Pressure on the Government Pension Investment Fund to buy more stocks will benefit the public as well as boost equity markets, according to the head of a panel that advised on overhauling the world’s biggest retirement fund.
“Some are concerned the GPIF reforms are a way to raise stock prices, but actually they’re for pension recipients,” Takatoshi Ito told the Liberal Democratic Party in Tokyo on Tuesday. “Improved returns would lead to lower future pension premiums and a higher level of future benefits.”
The ¥128.6 trillion GPIF is under pressure to overhaul its investment strategy as Prime Minister Shinzo Abe and the Bank of Japan seek to revive the world’s third-biggest economy and exit deflation. GPIF should not be used as a tool to push up stock prices and pressure to do so is unfair, Takahiro Mitani, the fund’s president, told the Financial Times newspaper last month.
Investors are paying attention to everything Mitani says and does and he should be careful not to cause misunderstanding, Ito said. Ito’s government-appointed advisory panel urged GPIF in November to review domestic bond holdings and look at investing more in overseas assets.
“GPIF and others need to take more risk to increase returns,” said Stuart Beavis, head of institutional equity derivatives at Vantage Capital Markets in Hong Kong. “Diversifying away from Japanese bonds will reduce risk — not just buying Japanese equities but creating a more balanced global portfolio of assets. I think this will happen over time.
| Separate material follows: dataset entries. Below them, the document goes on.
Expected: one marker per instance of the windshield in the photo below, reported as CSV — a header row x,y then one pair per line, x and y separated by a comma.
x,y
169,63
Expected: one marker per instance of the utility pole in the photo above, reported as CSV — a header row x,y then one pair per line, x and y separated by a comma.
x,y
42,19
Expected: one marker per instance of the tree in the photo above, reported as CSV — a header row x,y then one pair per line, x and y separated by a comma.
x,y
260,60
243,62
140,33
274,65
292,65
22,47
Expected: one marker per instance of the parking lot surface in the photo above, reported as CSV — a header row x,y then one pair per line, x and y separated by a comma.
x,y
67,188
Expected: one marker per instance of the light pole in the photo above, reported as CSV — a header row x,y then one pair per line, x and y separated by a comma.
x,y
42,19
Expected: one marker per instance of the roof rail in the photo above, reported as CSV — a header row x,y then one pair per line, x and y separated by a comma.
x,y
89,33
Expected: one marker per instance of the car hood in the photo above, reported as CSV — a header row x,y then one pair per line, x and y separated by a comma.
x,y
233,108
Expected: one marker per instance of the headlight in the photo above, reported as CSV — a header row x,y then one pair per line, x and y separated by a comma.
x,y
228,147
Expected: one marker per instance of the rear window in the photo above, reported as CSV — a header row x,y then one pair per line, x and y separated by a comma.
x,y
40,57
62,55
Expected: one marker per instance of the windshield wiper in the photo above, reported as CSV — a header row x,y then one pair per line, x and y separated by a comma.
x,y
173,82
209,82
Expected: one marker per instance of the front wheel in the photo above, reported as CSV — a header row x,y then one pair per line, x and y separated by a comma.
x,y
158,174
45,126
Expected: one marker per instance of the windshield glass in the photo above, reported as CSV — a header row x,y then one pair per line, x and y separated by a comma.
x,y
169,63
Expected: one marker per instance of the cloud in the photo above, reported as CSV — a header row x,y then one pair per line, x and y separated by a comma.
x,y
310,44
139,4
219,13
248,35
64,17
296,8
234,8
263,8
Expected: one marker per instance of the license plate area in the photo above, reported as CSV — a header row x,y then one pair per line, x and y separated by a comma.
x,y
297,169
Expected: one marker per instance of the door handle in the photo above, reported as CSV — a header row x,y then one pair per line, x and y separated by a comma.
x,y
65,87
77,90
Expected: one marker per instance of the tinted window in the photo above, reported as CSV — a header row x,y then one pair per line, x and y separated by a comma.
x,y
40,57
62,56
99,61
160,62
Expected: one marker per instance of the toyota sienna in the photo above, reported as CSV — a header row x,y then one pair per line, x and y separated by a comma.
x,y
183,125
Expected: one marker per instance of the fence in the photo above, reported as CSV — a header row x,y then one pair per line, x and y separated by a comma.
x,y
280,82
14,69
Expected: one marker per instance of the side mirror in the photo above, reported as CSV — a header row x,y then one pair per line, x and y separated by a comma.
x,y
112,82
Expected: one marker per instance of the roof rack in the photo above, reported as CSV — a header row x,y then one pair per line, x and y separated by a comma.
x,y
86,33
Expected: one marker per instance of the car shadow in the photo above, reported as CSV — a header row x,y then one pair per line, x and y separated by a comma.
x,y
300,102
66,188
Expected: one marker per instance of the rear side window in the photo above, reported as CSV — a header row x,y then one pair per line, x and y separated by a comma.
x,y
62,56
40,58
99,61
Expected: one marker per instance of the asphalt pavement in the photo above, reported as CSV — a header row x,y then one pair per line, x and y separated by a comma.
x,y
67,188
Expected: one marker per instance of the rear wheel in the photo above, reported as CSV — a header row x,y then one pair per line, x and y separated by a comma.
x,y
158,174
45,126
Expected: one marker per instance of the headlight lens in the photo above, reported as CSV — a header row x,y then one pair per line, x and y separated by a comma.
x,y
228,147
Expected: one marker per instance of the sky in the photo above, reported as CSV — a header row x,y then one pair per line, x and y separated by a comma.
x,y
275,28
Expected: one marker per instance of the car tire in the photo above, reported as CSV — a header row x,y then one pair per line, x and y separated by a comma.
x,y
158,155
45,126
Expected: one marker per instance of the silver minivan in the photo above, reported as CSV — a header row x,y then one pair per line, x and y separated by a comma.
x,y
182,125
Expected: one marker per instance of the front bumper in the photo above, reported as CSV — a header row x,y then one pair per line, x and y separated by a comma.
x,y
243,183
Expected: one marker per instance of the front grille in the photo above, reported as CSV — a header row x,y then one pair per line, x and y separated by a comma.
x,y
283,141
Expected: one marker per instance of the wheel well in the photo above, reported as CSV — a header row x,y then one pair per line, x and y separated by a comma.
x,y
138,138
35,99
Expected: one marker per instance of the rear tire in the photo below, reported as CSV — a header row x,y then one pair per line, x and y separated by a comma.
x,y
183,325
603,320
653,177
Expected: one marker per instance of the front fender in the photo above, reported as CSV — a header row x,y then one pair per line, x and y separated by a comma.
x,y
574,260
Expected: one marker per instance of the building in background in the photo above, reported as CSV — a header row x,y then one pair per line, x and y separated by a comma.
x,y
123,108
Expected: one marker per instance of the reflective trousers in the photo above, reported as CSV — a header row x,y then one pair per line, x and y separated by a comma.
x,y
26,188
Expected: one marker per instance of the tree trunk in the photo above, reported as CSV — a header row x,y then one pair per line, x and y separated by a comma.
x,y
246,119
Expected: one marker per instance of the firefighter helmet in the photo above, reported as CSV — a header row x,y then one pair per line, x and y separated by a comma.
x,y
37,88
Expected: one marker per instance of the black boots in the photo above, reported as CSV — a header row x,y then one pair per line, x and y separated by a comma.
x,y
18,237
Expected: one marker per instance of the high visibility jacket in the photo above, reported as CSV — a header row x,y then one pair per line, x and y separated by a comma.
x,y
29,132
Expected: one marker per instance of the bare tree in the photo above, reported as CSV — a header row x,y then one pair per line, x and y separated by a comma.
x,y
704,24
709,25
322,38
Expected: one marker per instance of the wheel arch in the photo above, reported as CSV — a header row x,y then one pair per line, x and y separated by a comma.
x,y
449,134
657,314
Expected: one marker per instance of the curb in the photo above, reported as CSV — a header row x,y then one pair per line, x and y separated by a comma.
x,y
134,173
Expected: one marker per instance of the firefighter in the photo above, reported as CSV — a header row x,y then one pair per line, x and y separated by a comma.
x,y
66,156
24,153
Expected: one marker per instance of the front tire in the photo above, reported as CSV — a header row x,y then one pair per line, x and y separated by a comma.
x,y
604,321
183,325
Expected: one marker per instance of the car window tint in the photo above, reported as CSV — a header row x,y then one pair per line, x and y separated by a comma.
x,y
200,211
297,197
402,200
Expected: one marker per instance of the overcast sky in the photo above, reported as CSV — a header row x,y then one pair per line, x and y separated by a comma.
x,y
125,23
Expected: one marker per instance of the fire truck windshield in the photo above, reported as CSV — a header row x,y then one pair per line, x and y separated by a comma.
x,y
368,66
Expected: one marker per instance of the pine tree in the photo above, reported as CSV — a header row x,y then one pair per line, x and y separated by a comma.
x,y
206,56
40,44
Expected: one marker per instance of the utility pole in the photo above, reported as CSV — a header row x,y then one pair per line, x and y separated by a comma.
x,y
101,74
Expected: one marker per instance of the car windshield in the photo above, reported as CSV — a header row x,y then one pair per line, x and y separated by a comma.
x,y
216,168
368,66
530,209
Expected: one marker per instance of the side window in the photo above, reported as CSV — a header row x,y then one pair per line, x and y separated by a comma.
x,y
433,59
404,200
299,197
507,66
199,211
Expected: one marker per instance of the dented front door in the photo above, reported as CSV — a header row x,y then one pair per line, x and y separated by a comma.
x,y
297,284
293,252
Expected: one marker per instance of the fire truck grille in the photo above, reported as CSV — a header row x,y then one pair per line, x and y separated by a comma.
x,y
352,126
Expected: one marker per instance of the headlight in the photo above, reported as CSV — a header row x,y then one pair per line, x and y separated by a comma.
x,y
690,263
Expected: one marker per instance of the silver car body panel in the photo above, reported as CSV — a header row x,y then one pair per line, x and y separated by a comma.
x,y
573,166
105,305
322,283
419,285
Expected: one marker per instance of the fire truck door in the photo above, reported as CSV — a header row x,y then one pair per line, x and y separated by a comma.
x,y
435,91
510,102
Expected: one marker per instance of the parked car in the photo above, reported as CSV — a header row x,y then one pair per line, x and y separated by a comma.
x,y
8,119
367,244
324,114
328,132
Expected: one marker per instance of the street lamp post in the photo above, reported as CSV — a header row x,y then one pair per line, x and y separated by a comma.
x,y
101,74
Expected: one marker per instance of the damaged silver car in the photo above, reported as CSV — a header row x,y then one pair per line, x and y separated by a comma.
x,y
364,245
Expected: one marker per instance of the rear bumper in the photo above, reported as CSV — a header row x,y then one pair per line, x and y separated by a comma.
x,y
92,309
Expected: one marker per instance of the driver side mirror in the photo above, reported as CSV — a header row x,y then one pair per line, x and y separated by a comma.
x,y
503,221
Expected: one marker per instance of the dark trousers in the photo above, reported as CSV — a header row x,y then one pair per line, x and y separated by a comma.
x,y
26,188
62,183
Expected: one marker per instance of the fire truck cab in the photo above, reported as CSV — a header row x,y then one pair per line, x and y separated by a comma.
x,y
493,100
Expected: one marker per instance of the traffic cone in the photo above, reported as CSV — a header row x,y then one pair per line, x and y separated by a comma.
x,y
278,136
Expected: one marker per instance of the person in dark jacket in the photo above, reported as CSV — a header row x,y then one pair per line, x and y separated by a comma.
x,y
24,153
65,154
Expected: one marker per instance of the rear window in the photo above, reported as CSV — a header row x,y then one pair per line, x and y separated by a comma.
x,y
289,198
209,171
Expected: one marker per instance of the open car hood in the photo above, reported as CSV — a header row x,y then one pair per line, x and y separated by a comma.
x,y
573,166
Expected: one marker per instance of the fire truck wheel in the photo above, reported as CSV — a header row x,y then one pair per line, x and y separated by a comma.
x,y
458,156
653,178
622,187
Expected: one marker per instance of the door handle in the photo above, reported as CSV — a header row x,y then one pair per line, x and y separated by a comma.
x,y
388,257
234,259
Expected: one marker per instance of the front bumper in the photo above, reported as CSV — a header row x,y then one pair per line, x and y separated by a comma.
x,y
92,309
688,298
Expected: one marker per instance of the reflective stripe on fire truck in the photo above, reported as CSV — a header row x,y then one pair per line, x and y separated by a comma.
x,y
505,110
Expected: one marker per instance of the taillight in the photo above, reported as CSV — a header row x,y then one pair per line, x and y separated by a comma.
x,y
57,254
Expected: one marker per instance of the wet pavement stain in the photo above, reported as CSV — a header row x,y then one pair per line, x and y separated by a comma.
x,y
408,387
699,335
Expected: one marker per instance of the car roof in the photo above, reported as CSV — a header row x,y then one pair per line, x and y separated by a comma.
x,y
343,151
The fund also has to show it is independent from politicians.”
The Topix index sank 8.1 percent this year through Monday, the biggest slump among 24 developed markets tracked by Bloomberg. Investors are questioning whether Abe can follow the first two parts of his “Abenomics” growth strategy — monetary easing and fiscal stimulus — with reforms needed to make the economic recovery sustainable.
GPIF must find a way to manage its money flexibly as well as broaden investments, Abe said to the Diet on Feb. 24. The fund’s basic stance is to diversify its assets, Mitani said in response.
The fund needs independence from the government and a radical change to its investment strategy, Ito said Tuesday. It should reduce domestic debt to 52 percent of assets in the next few months, the lower limit of its current policy, he said. Allocations need to be revamped to allow a more dramatic shift and GPIF should seek to mimic global peers, who have 35 percent to 40 percent of their portfolio in bonds, according to Ito.
Japanese bonds accounted for 55 percent of the fund’s portfolio at the end of December, the smallest share since GPIF was established in its current form in April 2006. The fund held 17 percent of its assets in local shares last quarter, 15 percent in foreign equities and 11 percent in overseas bonds, according to a statement on its website.
“I’m not sure how much of a pressure Ito is on GPIF,” said Naoki Fujiwara, a Tokyo-based chief fund manager at Shinkin Asset Management Co. “It’s not like they’ll do things just because they are told to by him. If you look at the past, you can see that holding bonds helped them keep volatility low. It’s important to keep some assets in bonds.”
GPIF’s target allocation to domestic bonds is 60 percent, with asset managers given permission to deviate from this by as much as 8 percent.